# windows xp home



## hink (4. März 2011)

hallo leute , wie kann ich windows xp vom computer kriegen .bitte einfach beschreiben .


----------



## sheel (5. März 2011)

Willkommen bei tutorials.de 

Was willst du denn genau machen?
Statt XP ein neueres Windows installieren?
Ein älteres?
Was anderes (Linux...)?
Oder einfach weg?


----------



## hink (5. März 2011)

hallo sheel,wenn das geht weg von windows und zu linux . soll eine bessere aufmachung haben und viele extras haben .weil neuen läptop kann ich moment nicht bezahlen,weist du und linux soll auch sehr billig sein ?


----------



## sheel (5. März 2011)

Linux...also billig ist es auf jeden Fall.
Eigentlich sogar gratis.
Das einzige, was man eventuell bezahlt, sind CD und Versandkosten, wenn man es es sich so bestellt.
Bei einem Download aus dem Internet (und selber auf CD brennen) fällt das auch weg.

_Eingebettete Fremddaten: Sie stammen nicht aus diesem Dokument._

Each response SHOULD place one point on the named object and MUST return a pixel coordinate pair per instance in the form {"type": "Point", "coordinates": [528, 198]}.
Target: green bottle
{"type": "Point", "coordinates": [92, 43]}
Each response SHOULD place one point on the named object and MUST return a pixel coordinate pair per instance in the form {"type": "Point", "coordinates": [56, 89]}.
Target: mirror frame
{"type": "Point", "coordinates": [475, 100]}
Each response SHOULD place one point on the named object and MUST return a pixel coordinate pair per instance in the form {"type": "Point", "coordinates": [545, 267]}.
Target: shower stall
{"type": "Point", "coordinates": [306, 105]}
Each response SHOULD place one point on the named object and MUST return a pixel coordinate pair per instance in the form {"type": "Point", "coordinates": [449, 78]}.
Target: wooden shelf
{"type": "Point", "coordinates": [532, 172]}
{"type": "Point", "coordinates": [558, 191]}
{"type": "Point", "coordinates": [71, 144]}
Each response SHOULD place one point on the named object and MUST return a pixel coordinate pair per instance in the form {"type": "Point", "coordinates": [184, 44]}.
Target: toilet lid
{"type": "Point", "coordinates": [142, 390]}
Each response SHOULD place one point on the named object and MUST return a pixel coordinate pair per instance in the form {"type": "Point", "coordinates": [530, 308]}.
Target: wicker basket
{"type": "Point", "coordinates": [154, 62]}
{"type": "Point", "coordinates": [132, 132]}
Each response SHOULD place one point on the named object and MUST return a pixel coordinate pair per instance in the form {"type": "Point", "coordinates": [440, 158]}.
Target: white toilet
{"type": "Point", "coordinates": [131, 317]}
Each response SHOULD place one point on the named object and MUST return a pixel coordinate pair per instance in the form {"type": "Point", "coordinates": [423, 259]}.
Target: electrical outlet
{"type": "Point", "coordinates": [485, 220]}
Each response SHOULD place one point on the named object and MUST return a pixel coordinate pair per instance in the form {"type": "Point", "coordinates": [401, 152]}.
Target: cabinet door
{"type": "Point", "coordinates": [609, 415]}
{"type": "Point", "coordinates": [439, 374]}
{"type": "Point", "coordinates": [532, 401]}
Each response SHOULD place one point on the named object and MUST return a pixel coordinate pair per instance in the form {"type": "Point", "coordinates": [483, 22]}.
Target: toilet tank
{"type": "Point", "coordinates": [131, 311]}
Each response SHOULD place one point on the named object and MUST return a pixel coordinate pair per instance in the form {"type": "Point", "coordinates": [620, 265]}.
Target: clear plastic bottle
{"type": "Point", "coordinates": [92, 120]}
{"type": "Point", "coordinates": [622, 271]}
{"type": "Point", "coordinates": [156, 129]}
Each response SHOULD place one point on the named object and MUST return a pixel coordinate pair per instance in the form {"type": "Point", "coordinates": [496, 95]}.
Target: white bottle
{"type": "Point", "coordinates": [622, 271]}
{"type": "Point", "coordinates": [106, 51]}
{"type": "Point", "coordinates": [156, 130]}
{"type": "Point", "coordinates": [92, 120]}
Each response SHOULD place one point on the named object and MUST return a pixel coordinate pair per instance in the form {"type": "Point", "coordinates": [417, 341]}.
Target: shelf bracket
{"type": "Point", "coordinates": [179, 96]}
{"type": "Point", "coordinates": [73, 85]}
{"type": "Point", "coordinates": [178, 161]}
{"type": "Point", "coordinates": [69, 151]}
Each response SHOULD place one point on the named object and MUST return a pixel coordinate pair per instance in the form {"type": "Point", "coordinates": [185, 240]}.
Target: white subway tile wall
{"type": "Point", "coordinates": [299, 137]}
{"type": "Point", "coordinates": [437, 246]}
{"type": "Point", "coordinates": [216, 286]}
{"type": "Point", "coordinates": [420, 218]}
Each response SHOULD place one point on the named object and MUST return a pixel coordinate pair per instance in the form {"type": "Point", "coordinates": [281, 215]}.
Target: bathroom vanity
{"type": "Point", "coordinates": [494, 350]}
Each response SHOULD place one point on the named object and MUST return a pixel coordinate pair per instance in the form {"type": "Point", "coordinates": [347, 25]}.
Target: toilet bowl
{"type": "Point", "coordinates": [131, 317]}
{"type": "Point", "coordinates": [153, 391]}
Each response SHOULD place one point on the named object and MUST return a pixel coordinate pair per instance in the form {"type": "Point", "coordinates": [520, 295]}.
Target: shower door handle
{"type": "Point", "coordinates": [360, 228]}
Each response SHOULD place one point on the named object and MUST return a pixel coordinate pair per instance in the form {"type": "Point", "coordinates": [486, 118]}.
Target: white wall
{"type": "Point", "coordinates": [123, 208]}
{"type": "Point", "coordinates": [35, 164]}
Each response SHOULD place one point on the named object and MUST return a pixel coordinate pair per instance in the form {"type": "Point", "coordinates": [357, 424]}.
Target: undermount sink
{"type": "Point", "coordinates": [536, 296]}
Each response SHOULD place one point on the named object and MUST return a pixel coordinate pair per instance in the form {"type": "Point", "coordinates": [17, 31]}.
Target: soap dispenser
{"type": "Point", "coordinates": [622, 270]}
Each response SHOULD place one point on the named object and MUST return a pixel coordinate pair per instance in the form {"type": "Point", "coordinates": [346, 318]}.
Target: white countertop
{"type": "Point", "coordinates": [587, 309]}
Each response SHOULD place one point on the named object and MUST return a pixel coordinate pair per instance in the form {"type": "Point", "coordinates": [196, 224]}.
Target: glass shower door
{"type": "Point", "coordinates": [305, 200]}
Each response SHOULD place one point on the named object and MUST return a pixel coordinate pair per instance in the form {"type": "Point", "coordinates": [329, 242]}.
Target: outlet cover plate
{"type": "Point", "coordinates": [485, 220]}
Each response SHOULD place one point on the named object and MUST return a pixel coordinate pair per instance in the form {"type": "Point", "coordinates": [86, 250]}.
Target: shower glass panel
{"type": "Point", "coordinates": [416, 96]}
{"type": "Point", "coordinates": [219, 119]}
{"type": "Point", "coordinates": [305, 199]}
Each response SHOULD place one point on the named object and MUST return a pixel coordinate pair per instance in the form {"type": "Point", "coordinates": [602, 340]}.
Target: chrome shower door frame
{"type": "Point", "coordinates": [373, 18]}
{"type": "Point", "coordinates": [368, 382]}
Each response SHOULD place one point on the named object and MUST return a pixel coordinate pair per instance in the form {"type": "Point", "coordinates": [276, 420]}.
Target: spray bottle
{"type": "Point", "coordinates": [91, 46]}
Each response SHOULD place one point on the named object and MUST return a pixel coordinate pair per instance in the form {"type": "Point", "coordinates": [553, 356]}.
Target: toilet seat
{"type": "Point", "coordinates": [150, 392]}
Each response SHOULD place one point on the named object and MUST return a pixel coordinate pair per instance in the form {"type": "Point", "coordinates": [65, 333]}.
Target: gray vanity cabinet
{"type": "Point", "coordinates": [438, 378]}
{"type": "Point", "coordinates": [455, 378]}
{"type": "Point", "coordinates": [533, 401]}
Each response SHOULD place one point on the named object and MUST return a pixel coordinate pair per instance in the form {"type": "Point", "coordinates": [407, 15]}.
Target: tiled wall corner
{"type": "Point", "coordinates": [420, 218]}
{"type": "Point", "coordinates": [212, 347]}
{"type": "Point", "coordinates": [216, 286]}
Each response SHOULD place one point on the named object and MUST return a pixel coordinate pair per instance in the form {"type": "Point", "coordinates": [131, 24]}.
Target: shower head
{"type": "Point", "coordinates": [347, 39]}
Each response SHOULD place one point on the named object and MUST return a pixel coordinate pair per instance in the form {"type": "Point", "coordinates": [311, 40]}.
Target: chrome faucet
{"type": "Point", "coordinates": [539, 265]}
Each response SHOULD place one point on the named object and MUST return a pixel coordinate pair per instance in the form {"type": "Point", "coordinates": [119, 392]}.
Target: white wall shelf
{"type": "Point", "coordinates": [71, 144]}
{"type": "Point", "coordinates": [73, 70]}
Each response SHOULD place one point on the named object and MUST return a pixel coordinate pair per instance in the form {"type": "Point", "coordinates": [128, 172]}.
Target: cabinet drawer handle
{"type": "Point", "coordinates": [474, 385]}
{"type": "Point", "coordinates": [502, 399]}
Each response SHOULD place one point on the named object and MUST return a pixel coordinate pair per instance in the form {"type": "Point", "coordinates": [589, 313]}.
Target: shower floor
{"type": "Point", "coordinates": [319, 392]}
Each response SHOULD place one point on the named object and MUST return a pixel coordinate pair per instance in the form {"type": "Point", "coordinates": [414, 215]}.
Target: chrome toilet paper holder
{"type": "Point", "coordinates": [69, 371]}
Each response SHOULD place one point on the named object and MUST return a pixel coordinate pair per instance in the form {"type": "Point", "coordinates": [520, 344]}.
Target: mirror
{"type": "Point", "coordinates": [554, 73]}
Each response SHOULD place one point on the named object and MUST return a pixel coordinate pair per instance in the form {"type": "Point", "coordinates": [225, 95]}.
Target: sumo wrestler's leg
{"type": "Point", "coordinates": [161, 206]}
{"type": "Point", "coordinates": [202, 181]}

Dazu, das es besser sein soll...darüber streiten sich Windows- und Linuxnutzer, seit es beide gibt.
Ich bleib lieber bei Windows, ist aber nur meine persönliche Meinung.

Weißt du auch schon, welches Linux du nimmst?

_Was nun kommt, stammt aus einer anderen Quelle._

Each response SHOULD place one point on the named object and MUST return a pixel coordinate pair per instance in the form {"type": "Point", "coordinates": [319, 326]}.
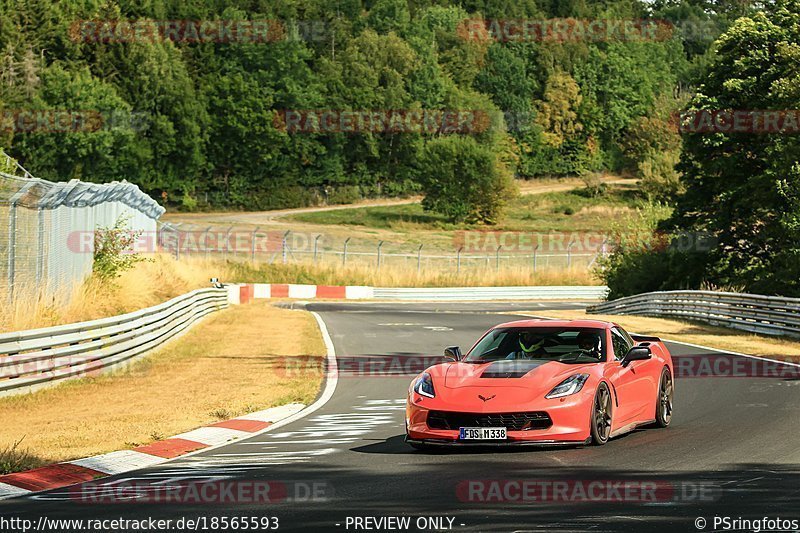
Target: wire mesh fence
{"type": "Point", "coordinates": [48, 244]}
{"type": "Point", "coordinates": [237, 243]}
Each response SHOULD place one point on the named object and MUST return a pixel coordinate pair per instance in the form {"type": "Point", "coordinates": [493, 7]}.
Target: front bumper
{"type": "Point", "coordinates": [505, 444]}
{"type": "Point", "coordinates": [570, 418]}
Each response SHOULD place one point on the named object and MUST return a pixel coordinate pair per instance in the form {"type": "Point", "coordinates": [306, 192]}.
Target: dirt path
{"type": "Point", "coordinates": [255, 218]}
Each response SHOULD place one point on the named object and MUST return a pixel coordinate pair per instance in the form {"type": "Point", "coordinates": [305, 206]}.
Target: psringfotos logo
{"type": "Point", "coordinates": [706, 121]}
{"type": "Point", "coordinates": [214, 492]}
{"type": "Point", "coordinates": [566, 30]}
{"type": "Point", "coordinates": [220, 31]}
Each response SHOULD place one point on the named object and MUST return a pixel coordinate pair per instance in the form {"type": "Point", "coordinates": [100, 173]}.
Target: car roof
{"type": "Point", "coordinates": [553, 323]}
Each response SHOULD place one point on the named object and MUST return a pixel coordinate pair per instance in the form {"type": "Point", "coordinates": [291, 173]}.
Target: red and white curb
{"type": "Point", "coordinates": [90, 468]}
{"type": "Point", "coordinates": [243, 293]}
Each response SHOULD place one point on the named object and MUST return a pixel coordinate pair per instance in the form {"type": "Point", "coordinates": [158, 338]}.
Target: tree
{"type": "Point", "coordinates": [464, 181]}
{"type": "Point", "coordinates": [740, 185]}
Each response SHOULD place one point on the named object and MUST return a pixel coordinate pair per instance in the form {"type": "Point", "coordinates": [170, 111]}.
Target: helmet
{"type": "Point", "coordinates": [530, 342]}
{"type": "Point", "coordinates": [588, 341]}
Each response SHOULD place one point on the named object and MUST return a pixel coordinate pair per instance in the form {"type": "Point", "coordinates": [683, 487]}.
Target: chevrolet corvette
{"type": "Point", "coordinates": [542, 382]}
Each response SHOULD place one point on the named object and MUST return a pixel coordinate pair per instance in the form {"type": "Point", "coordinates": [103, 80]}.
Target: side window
{"type": "Point", "coordinates": [620, 343]}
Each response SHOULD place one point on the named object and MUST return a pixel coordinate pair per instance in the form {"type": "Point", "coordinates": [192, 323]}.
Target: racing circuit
{"type": "Point", "coordinates": [729, 450]}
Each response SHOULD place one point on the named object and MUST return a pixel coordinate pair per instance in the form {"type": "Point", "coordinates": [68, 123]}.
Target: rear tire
{"type": "Point", "coordinates": [664, 400]}
{"type": "Point", "coordinates": [601, 415]}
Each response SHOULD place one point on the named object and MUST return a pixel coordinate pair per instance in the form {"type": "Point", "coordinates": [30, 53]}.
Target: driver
{"type": "Point", "coordinates": [589, 343]}
{"type": "Point", "coordinates": [530, 345]}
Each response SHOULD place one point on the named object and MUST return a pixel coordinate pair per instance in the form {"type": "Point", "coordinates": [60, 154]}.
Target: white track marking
{"type": "Point", "coordinates": [118, 462]}
{"type": "Point", "coordinates": [718, 350]}
{"type": "Point", "coordinates": [8, 491]}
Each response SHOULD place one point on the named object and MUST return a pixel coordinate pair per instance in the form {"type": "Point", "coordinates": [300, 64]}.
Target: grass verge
{"type": "Point", "coordinates": [399, 276]}
{"type": "Point", "coordinates": [695, 333]}
{"type": "Point", "coordinates": [573, 210]}
{"type": "Point", "coordinates": [234, 363]}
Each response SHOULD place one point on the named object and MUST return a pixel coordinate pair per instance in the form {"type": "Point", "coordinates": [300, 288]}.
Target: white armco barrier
{"type": "Point", "coordinates": [770, 315]}
{"type": "Point", "coordinates": [307, 292]}
{"type": "Point", "coordinates": [39, 357]}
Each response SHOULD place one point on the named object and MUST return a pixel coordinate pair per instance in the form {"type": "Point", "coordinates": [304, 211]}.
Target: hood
{"type": "Point", "coordinates": [515, 373]}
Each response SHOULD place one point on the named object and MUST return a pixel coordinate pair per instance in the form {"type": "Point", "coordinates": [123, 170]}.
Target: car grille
{"type": "Point", "coordinates": [511, 421]}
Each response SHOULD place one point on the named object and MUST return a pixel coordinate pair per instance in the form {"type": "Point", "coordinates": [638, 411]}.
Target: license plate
{"type": "Point", "coordinates": [482, 433]}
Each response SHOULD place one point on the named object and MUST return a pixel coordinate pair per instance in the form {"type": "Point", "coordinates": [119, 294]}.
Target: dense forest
{"type": "Point", "coordinates": [99, 90]}
{"type": "Point", "coordinates": [255, 104]}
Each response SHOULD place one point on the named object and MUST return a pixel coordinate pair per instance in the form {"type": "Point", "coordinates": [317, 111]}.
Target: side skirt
{"type": "Point", "coordinates": [630, 427]}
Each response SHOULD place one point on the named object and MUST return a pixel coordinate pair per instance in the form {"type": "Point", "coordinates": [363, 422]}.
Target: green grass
{"type": "Point", "coordinates": [13, 458]}
{"type": "Point", "coordinates": [556, 211]}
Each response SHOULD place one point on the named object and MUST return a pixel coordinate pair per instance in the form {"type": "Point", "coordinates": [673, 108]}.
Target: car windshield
{"type": "Point", "coordinates": [566, 345]}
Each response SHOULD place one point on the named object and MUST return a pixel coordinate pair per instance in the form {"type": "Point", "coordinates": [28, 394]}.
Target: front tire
{"type": "Point", "coordinates": [601, 415]}
{"type": "Point", "coordinates": [666, 393]}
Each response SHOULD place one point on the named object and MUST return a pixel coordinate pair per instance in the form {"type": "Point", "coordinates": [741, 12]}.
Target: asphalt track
{"type": "Point", "coordinates": [732, 450]}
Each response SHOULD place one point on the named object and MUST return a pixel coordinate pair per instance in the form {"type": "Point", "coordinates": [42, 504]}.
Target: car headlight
{"type": "Point", "coordinates": [424, 386]}
{"type": "Point", "coordinates": [571, 385]}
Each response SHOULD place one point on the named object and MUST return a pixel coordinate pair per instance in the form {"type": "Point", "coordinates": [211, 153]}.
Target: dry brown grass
{"type": "Point", "coordinates": [229, 365]}
{"type": "Point", "coordinates": [695, 333]}
{"type": "Point", "coordinates": [149, 283]}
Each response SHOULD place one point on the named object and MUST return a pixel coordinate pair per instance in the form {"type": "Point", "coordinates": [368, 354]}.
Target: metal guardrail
{"type": "Point", "coordinates": [39, 357]}
{"type": "Point", "coordinates": [769, 315]}
{"type": "Point", "coordinates": [493, 293]}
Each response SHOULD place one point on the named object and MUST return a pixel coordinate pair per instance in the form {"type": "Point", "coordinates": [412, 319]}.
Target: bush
{"type": "Point", "coordinates": [464, 181]}
{"type": "Point", "coordinates": [659, 179]}
{"type": "Point", "coordinates": [114, 250]}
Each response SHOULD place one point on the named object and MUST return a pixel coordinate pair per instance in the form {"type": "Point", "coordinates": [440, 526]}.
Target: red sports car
{"type": "Point", "coordinates": [545, 382]}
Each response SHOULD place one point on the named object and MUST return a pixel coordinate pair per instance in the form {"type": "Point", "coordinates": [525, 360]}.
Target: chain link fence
{"type": "Point", "coordinates": [48, 244]}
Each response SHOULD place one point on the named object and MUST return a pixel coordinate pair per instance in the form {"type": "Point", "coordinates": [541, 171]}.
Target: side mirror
{"type": "Point", "coordinates": [637, 353]}
{"type": "Point", "coordinates": [452, 353]}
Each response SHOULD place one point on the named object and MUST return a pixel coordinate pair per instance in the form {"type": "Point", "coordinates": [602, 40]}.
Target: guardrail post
{"type": "Point", "coordinates": [228, 242]}
{"type": "Point", "coordinates": [344, 254]}
{"type": "Point", "coordinates": [284, 246]}
{"type": "Point", "coordinates": [177, 243]}
{"type": "Point", "coordinates": [12, 248]}
{"type": "Point", "coordinates": [253, 245]}
{"type": "Point", "coordinates": [205, 241]}
{"type": "Point", "coordinates": [40, 247]}
{"type": "Point", "coordinates": [316, 246]}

(Falls dich die Frage verwirrt: Nachdem jemand den "Kern" von Linux entwickelt und veröffentlicht hat, haben viele voneinander unabhängige Gruppen daran weitergebastelt.
Das Ergebnis: Jede Gruppe hat jetzt ihre eigene Linux-Variante, die alle nur den "Kern" gleich haben und sich sonst teilweise ziemlich unterscheiden)

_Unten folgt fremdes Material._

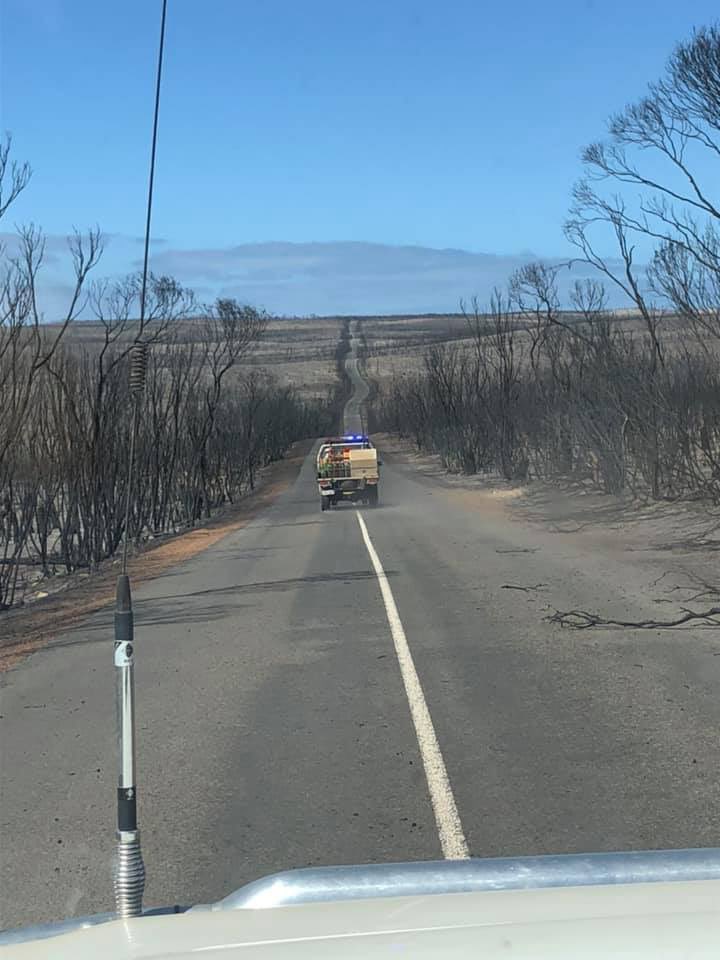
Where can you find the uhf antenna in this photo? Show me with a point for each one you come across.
(129, 877)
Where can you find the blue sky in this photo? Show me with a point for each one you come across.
(440, 125)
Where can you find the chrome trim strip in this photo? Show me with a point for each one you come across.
(425, 878)
(324, 884)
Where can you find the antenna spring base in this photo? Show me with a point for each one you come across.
(129, 879)
(138, 369)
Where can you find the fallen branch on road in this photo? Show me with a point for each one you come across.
(582, 620)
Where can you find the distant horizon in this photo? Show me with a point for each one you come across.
(320, 278)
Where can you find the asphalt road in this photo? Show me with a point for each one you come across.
(275, 725)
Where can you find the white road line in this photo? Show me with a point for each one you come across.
(452, 839)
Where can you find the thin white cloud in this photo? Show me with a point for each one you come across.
(313, 278)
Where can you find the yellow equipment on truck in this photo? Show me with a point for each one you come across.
(347, 469)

Zwei der bekanntesten/verbreitesten sind OpenSuse und Ubuntu.
Ich bin mir nicht 100% sicher, aber die (und natürlich auch andere) können während der Installation Windows selber entfernen. Man muss nur anklicken, dass es das tun soll.

Falls du noch Dateien im Windows hast, die du brauchst, vorher sichern (zB auf eine externe Festplatte).
Dann ausschalten und mit Linux-CD drin wieder einschalten zum Installieren.
Wie gesagt, du musst Windows nicht selber löschen. Das kannst du während der Installation auswählen.

Aber nocheinmal eine Warnung: Wenn du noch nie damit gearbeitet hast, wird es am Anfang gewöhnungsbedürftig. 

Eine andere Möglichkeit noch: Wenn du noch genug freien Festplattenspeicher hast, kannst du Linux auch installieren, ohne XP zu entfernen.
Auch während der Installation auswählbar.
Beim Einschalten kann man sich dann aussuchen, was man starten will.
Dann kannst du Linux eine Zeit lang "testen" und entscheiden, ob du lieber bei Windows bleibst (und Linux wieder entfernst) oder XP löscht.

Gruß


----------



## hink (5. März 2011)

sheel ,man das hört sich gut an für mich .nach anweisung kann ich das auch instalieren lassen ,den rest macht die cd .welches linux ich haben will muß man sehen , ( internet mal durchsuchen ). ist bei linux das dann genau so wie bei windows mit schlüsselnummer sowie mit updates ? weißt du wieviel speicherplatz linux so braucht ?


----------



## sheel (5. März 2011)

Genau. Ein paar Einstellungen am Anfang, den Rest macht die CD.

Einstellungen wie Sprache, Uhrzeit, Festplatte zum Installieren (falls du mehrere eingebaut hast; hier kannst du auch Windows "überschreiben" lassen...)

Zum Speicherplatz: die neueste Ausgabe von OpenSuse (Version 11.2) brcht bei einer Normalinstallation 2,5 GB.
Durch Weglassen von Dingen, die man nicht braucht/haben will kommt man laut Hersteller bis auf 500 MB herunter, da ist dann aber wirklich nichts mehr brauchbares dabei. Zumindest solche Dinge wie Email-Programm und Browser sollte man zB schon dabei lassen...
Rechne besser 2,5 bis 3 GB ein.

Schlüsselnummer: Bei Windows gibts die ja hauptsächlich, damit man Windows auch kauft statt kopiert.
Da Linux aber nichts kostet (eine Bedingung vom Kernentwickler für die heutigen Weiterentwickler, um am Kern weiterprogrammieren zu dürfen), gibt es auch einfach keinen Schlüssel.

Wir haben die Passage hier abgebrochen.